Restate makes it easy to implement resilient sagas in your code:

  • Durable Execution: Restate guarantees that your code runs to completion. If a transient failure occurs, Restate automatically retries from the point of failure and ensures that all compensations run.
  • Resilience built-in: No need to manually track state or retry logic. Restate handles all persistence and compensation orchestration for you.
  • Code-first approach: Define sagas using regular code, no DSLs. Track compensations in a list, and execute them on non-transient failures.
Sagas UI

Example

Here is a typical travel booking workflow, where you book a flight, then rent a car, and finally book a hotel. If any step fails for a non-transient reason (e.g. driver license not accepted, hotel full), we want to roll back the previous steps to keep the system consistent.

Sagas example diagram

Restate lets us implement this purely in code without any DSLs or extra infrastructure.

  • Wrap your business logic in a try-block, and throw a terminal error for cases where you want to compensate and finish.
  • For each step you do in your try-block, add a compensation to a list.
  • In the catch block, in case of a terminal error, you run the compensations in reverse order, and rethrow the error.

Note that for Golang we use defer to run the compensations at the end.

GitHub
const bookingWorkflow = restate.service({
name: "BookingWorkflow",
handlers: {
run: async (ctx: restate.Context, req: BookingRequest) => {
const { customerId, flight, car, hotel } = req;
// create a list of undo actions
const compensations = [];
try {
// For each action, we register a compensation that will be executed on failures
compensations.push(() => ctx.run("Cancel flight", () => flightClient.cancel(customerId)));
await ctx.run("Book flight", () => flightClient.book(customerId, flight));
compensations.push(() => ctx.run("Cancel car", () => carRentalClient.cancel(customerId)));
await ctx.run("Book car", () => carRentalClient.book(customerId, car));
compensations.push(() => ctx.run("Cancel hotel", () => hotelClient.cancel(customerId)));
await ctx.run("Book hotel", () => hotelClient.book(customerId, hotel));
} catch (e) {
// Terminal errors are not retried by Restate, so undo previous actions and fail the workflow
if (e instanceof restate.TerminalError) {
// Restate guarantees that all compensations are executed
for (const compensation of compensations.reverse()) {
await compensation();
}
}
throw e;
}
},
},
});
restate.endpoint().bind(bookingWorkflow).listen(9080);
Example not available in your language?

This pattern is implementable with any of our SDKs. We are still working on translating all patterns to all SDK languages. If you need help with a specific language, please reach out to us via Discord or Slack.

When to use Sagas

Restate automatically retries all transient failures, like network hiccups or temporary service outages. But not all failures are temporary.
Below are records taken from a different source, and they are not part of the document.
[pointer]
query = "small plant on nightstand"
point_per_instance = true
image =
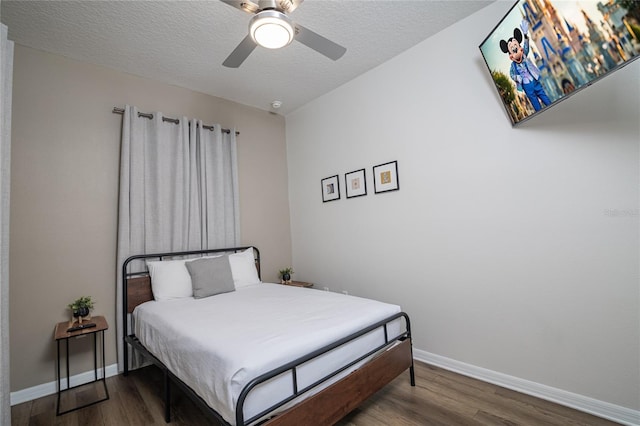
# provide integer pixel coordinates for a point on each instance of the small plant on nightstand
(80, 308)
(285, 275)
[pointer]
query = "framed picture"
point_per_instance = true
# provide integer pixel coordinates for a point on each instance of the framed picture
(385, 177)
(330, 189)
(355, 183)
(536, 62)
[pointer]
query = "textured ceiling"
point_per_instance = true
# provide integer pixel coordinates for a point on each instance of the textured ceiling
(184, 43)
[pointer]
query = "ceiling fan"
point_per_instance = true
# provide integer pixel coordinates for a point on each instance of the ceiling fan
(270, 27)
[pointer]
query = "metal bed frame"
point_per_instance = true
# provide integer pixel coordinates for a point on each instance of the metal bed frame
(397, 356)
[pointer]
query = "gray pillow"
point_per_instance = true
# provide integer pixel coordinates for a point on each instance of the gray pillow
(210, 276)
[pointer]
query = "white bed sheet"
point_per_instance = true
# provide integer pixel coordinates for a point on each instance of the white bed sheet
(218, 344)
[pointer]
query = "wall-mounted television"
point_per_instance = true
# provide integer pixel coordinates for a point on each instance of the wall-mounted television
(543, 51)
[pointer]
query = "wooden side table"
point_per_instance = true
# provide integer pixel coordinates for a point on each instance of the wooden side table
(60, 334)
(300, 284)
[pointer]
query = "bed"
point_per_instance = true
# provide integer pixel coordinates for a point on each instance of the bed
(260, 353)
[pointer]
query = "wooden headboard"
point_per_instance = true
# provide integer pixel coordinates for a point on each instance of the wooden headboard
(137, 285)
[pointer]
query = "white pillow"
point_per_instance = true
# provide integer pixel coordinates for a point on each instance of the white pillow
(243, 268)
(170, 279)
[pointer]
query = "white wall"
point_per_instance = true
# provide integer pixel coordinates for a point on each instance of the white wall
(502, 244)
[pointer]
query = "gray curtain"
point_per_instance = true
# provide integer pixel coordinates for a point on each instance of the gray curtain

For these failures, sagas are essential:

  1. Business logic requirements:

    • Some failures are not transient but a business decision (e.g. “Hotel is full” or “Driver license not accepted”), retrying won't help.
    • In this case, you can throw a terminal error to stop the execution and trigger the compensations.
  2. User/system-initiated cancellations:

    • If a user cancels a long-running invocation (say via UI or CLI), this triggers a terminal error.
    • Restate will not retry.
    • Again, a saga can kick in to undo previous successful operations so the system doesn't end up in an inconsistent state (e.g., booking a hotel but not a car).

Running the example

1
Download the example

restate example typescript-patterns-use-cases && cd typescript-patterns-use-cases

2
Start the Restate Server

restate-server

3
Start the Service

npx tsx watch ./src/sagas/booking_workflow.ts

4
Register the services

restate deployments register localhost:9080

5
Send a request

curl localhost:8080/BookingWorkflow/run --json '{
"flight": {
"flightId": "12345",
"passengerName": "John Doe"
},
"car": {
"pickupLocation": "Airport",
"rentalDate": "2024-12-16"
},
"hotel": {
"arrivalDate": "2024-12-16",
"departureDate": "2024-12-20"
}
}'

4
Check the UI or service logs

See in the Restate UI (localhost:9070) how all steps were executed, and how the compensations were triggered because the hotel was full.

Sagas UI

Advanced: Idempotency and compensations

Since sagas in Restate are implemented in user code, compensations are flexible and powerful, as long as they're idempotent: you can reset service state, call other services to undo prior actions, use ctx.run to delete rows or reverse database operations.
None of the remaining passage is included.